Did You Catch My “Boo-Boo”?

I always try to tell the truth in my writing, so I have an apology to make to all of you. Salvatore “Lucky”  Luciano wasn’t 5’ 2”, he was 5 ft. 10 in. tall. He wasn’t 180 lbs.; he was a slim 140 lbs. He wasn’t ugly, but he did wear glasses. How could I have made such a mistake? Easy, I gave you information about Frank Luciano, not his distant relative Salvatore “Lucky” Luciano.

That’s right—I mixed up my Italians. Bless me father, for I have sinned.

I admit such a blunder is a doosie, but I’m hanging my head in shame and confessing. When I goof, I’ll take responsibility for it. Believe it or not, I don’t know everything—even with the Internet at my fingertips.

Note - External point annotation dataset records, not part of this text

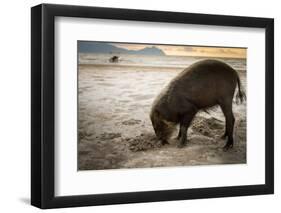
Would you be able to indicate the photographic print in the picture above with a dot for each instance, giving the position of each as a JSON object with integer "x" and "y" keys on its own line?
{"x": 154, "y": 105}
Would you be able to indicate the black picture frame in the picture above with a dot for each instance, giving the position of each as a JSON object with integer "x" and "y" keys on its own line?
{"x": 43, "y": 105}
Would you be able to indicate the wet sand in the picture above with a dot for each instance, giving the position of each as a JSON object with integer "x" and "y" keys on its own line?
{"x": 115, "y": 130}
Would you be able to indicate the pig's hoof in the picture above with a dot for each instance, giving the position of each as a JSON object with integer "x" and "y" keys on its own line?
{"x": 227, "y": 147}
{"x": 223, "y": 136}
{"x": 181, "y": 145}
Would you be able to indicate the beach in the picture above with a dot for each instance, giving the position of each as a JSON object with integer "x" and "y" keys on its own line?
{"x": 114, "y": 128}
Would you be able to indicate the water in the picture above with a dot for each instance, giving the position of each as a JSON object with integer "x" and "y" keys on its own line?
{"x": 154, "y": 61}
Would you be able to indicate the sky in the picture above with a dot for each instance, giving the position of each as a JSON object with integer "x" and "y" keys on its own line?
{"x": 191, "y": 50}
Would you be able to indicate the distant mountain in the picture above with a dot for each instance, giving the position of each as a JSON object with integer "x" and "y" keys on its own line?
{"x": 100, "y": 47}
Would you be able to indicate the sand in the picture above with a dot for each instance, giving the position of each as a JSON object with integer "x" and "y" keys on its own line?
{"x": 115, "y": 130}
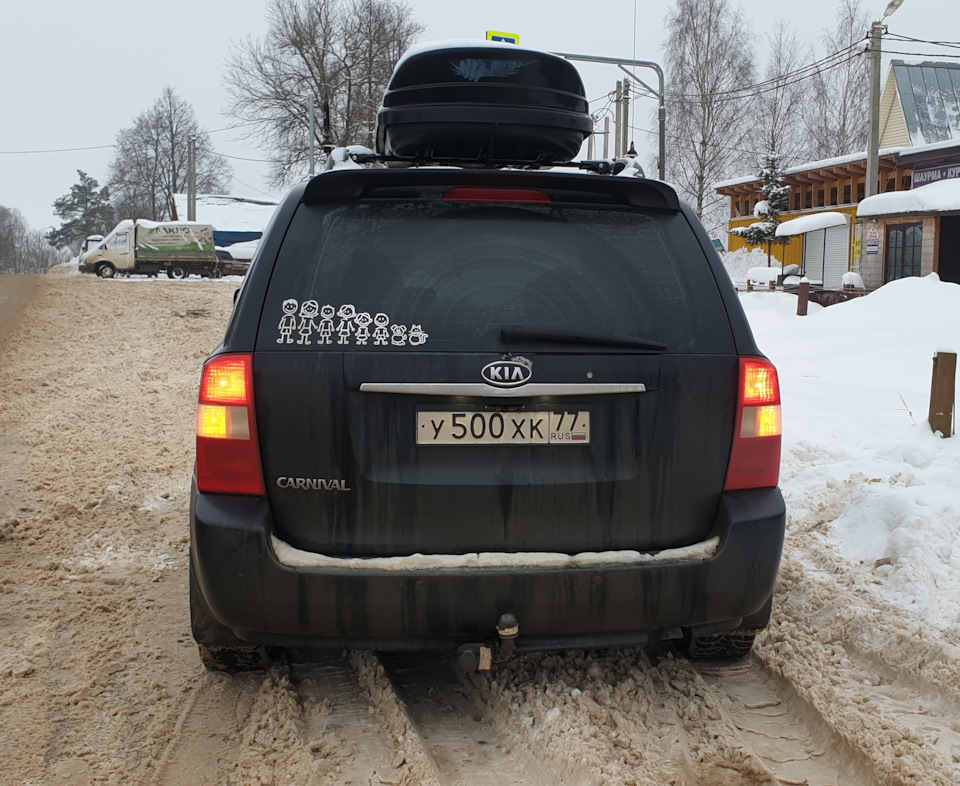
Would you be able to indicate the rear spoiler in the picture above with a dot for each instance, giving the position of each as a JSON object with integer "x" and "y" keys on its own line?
{"x": 396, "y": 183}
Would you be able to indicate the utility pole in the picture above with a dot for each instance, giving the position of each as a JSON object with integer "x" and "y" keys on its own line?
{"x": 877, "y": 29}
{"x": 873, "y": 145}
{"x": 192, "y": 178}
{"x": 658, "y": 94}
{"x": 625, "y": 117}
{"x": 618, "y": 120}
{"x": 312, "y": 138}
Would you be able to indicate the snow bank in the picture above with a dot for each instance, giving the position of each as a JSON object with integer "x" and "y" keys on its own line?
{"x": 858, "y": 454}
{"x": 739, "y": 263}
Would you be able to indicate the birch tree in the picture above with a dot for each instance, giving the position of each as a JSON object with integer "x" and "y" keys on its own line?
{"x": 151, "y": 161}
{"x": 339, "y": 51}
{"x": 783, "y": 97}
{"x": 709, "y": 136}
{"x": 838, "y": 120}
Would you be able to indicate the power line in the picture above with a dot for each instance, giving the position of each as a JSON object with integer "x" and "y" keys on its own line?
{"x": 255, "y": 160}
{"x": 919, "y": 54}
{"x": 54, "y": 150}
{"x": 776, "y": 83}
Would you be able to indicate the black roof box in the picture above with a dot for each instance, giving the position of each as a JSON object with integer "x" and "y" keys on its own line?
{"x": 483, "y": 104}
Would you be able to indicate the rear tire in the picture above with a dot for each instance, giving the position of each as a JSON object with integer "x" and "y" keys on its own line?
{"x": 733, "y": 645}
{"x": 219, "y": 649}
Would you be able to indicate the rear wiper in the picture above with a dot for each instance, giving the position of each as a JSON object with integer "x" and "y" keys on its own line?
{"x": 544, "y": 333}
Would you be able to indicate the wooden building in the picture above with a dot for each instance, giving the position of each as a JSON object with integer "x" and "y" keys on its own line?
{"x": 919, "y": 144}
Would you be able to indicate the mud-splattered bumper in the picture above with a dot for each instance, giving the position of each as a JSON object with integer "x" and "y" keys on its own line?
{"x": 264, "y": 601}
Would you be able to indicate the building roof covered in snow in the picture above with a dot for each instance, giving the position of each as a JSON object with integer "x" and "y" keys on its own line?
{"x": 928, "y": 94}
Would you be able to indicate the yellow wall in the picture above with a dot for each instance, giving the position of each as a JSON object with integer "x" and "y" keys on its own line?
{"x": 791, "y": 254}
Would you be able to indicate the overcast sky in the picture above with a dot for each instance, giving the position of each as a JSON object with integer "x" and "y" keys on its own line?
{"x": 73, "y": 74}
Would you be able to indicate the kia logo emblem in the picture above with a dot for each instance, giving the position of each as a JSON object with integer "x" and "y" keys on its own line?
{"x": 506, "y": 374}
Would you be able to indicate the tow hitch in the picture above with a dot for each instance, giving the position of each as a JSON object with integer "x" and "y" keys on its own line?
{"x": 480, "y": 657}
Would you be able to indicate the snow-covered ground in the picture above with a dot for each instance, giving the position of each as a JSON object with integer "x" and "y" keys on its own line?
{"x": 855, "y": 382}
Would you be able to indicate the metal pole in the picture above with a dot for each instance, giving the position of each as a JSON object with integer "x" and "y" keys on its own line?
{"x": 192, "y": 179}
{"x": 662, "y": 112}
{"x": 873, "y": 145}
{"x": 312, "y": 137}
{"x": 625, "y": 136}
{"x": 618, "y": 120}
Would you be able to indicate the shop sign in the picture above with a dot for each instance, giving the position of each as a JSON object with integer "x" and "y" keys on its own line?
{"x": 923, "y": 176}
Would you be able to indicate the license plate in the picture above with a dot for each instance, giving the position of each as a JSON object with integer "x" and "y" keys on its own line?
{"x": 503, "y": 428}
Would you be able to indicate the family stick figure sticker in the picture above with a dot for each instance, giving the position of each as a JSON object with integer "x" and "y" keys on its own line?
{"x": 309, "y": 320}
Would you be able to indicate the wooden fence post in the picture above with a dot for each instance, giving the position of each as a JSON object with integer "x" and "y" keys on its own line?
{"x": 802, "y": 297}
{"x": 943, "y": 392}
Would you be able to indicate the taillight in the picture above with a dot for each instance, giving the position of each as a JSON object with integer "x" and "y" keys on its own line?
{"x": 228, "y": 458}
{"x": 755, "y": 458}
{"x": 516, "y": 195}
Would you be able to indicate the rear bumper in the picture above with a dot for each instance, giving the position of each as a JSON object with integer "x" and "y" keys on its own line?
{"x": 263, "y": 601}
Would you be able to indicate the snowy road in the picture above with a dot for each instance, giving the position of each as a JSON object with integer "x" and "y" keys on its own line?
{"x": 100, "y": 681}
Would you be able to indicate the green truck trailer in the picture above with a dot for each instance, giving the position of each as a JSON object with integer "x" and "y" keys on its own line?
{"x": 141, "y": 247}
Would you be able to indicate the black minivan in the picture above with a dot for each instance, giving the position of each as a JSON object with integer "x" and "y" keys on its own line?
{"x": 484, "y": 408}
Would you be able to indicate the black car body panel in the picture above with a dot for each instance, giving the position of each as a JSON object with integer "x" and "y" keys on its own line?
{"x": 609, "y": 282}
{"x": 262, "y": 600}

How did I find this mistake? Well, I compared my previous notes on Luciano with the new information I got out of the government book. (Remember, I told you about the volume that sparked my inspiration?) When I saw the discrepancy in the two physical descriptions for Luciano, first of all, I wondered how the government shrunk him down eight whole inches. Then I got serious and rechecked my sources.  Surely, a famous gangster like Lucky had to be documented accurately by the government SOMEWHERE. And, he was—on page 809. Oops! Oh my God, I had the wrong Luciano! (But you gotta admit that a 5 ft. 2 in. godfather is a lot more interesting than someone a lot taller, right?)

The only good news to this blunder is this: Even though I made this HUGE mistake by mixing up Lucianos, the inspiration for the story hasn’t left me. I’m still writing.